Race On – USC Self-Driving Car Competition¶
The goal of this competition is to engage students in hardware-software development of a self-driving car for racing. Teams of 2 to 4 students compete to build the fastest car and have one semester to prepare for the two races, when all cars, turn by turn, race to record the fastest time. The competition is for USC Viterbi masters students and undergraduate juniors and seniors, regardless of Viterbi program or year. Sophomore undergraduate students are also welcome; however, the difficulty of this competition may be more appropriate for more experienced students. Students are not expected to have prior experience with self-driving cars. Teams will receive instructions how to assemble a car from scratch and program the control algorithm of a self-driving car. All cars are built on the same platform and race against each other on the same track configurations, thus innovation and creativity is what counts.
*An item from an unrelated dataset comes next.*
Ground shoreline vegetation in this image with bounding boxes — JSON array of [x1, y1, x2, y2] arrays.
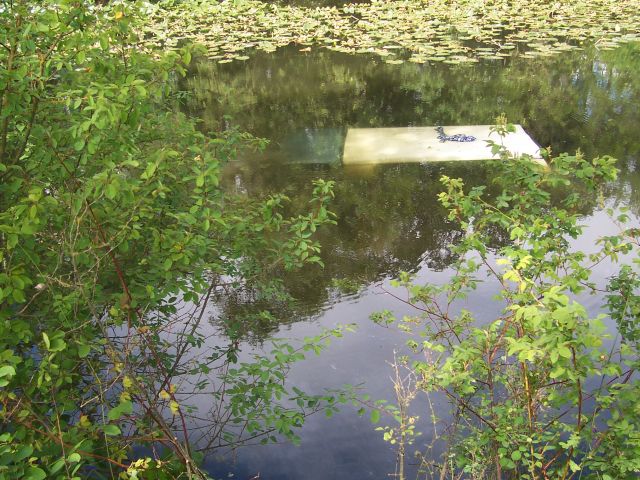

To help the teams get started, a series of workshops on embedded hardware and software concepts will be organized to provide technical support to the students especially during the initial phase of the race. In addition, optional weekly sessions are to be held where teams can work on their projects and interact with other teams. Though these workshops are meant to help the teams develop their car, outside work on the project will be necessary, since an exceptional car will require thoughtful optimization to excel. With these workshops as a starting place, teams are given the unique opportunity to apply their technical knowledge and creative abilities to a real-world situation.
Fees and Prizes¶
For new teams, the fee to participate in Race On is $250 per team. This fee covers all the materials needed to assemble a self-driving car, such as the car kit, raspberry pi plus other components and accessories. Teams can get $100 back along with additional sensors and components by actively participating in races. Winning teams even stand a chance to win up to $400. See Rules section for details.
Upon registration, new teams will receive their car, described below. Teams with returning members will use their previous car.
The car is built around a 1/10 scale RC touring chassis powered by a brushed motor and a 2–cell LiPo battery. The Raspberry Pi microprocessor through image processing will detect the track from the images supplied by a camera and adjust the steering angle and the motor speed to keep the car on the track. The images below show the assembled car, the camera and the Raspberry Pi board that when assemble form the car to be raced. The chassis, battery and the motor are regulated to ensure that no team gains an advantage through better components, and that creativity and superior programming differentiate the teams.
Modifications of the chassis are allowed as long as the changes follow the competition rules. Moreover, more sensors can be added as long as the camera remains the main sensor used for steering the car. Cars are permitted to have a wireless connection with a computer for development and calibration, however, during the final race the car should operate autonomously and no external connection is permitted. All cars will be inspected before the final race and only the ones which comply with the above rules will be allowed to compete.